Force est de constater que la loi pénitentiaire n° 2009-1436 du 24 novembre 2009 prévoit des dispositions inhérentes aux demandes de transfert pour rapprochement familial concernant les prévenus. Dont acte.

La loi pénitentiaire de 2009 prévoit le rapprochement familial pour les personnes prévenues, les détenus condamnés restant exclus en 2009 du bénéfice du rapprochement familial. Une proposition de loi a été adoptée par l’Assemblée nationale en 2012 afin que l’administration pénitentiaire propose aux détenus condamnés, chaque fois que c’est possible et sans faire obstacle à la sécurité ou au projet d’exécution des peines, une affectation dans l’établissement pénitentiaire correspondant à son profil qui est le plus proche de son domicile.

« Le maintien des liens familiaux est un droit fondamental incontestable aussi bien des personnes détenues que de leurs proches »

La distance géographique constitue un frein au respect effectif des visites aux personnes détenues, cela est expressément reconnu par les instances européennes puisqu’elles recommandent le rapprochement familial.

C’est la Convention européenne des droits de l’Homme qui a, en premier, servi de texte de base pour la reconnaissance du droit au rapprochement familial à l’égard des personnes détenues.
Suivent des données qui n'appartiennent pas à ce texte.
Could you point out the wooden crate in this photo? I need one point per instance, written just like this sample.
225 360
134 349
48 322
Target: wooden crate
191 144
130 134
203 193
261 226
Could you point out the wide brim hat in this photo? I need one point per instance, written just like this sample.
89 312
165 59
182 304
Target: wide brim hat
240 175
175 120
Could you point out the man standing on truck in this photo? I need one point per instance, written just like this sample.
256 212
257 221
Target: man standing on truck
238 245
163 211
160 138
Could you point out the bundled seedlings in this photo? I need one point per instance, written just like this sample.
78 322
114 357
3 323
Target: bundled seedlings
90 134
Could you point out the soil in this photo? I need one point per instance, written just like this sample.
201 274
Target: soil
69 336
Ont suivi les Règles pénitentiaires européennes et autres instruments du Conseil de l’Europe.

Appliqué seulement aux détenus corses, jusqu’à la loi pénitentiaire de 2009, le rapprochement familial a fait son apparition au sein de cette loi du 24 novembre


Rapprochement familial revendiqué par le Comité Anti Répression pendant 10 ans #TamantaStrada . . . bien avant 2009…
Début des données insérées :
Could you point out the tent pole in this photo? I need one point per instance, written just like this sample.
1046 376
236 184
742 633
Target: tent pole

2003, –  l’Assemblée territoriale corse avait ainsi voté, à l’unanimité, une motion demandant la mise en œuvre rapide du rapprochement familial des détenus corses, mais le Gouvernement n’a pas donné suite à cette demande. 

Pendant des années, par l’intermédiaire de son représentant, Jean-Marie Poli, le Comité Anti Répression, et Sulidarità ont multiplié les actions coups de poing pour réclamer la fin de l’exil carcéral et le rapprochement familial.

En 2007 Le député Maire prenait position pour le rapprochement des prisonniers politiques – avec le Comité Anti Répression et Sulidarità.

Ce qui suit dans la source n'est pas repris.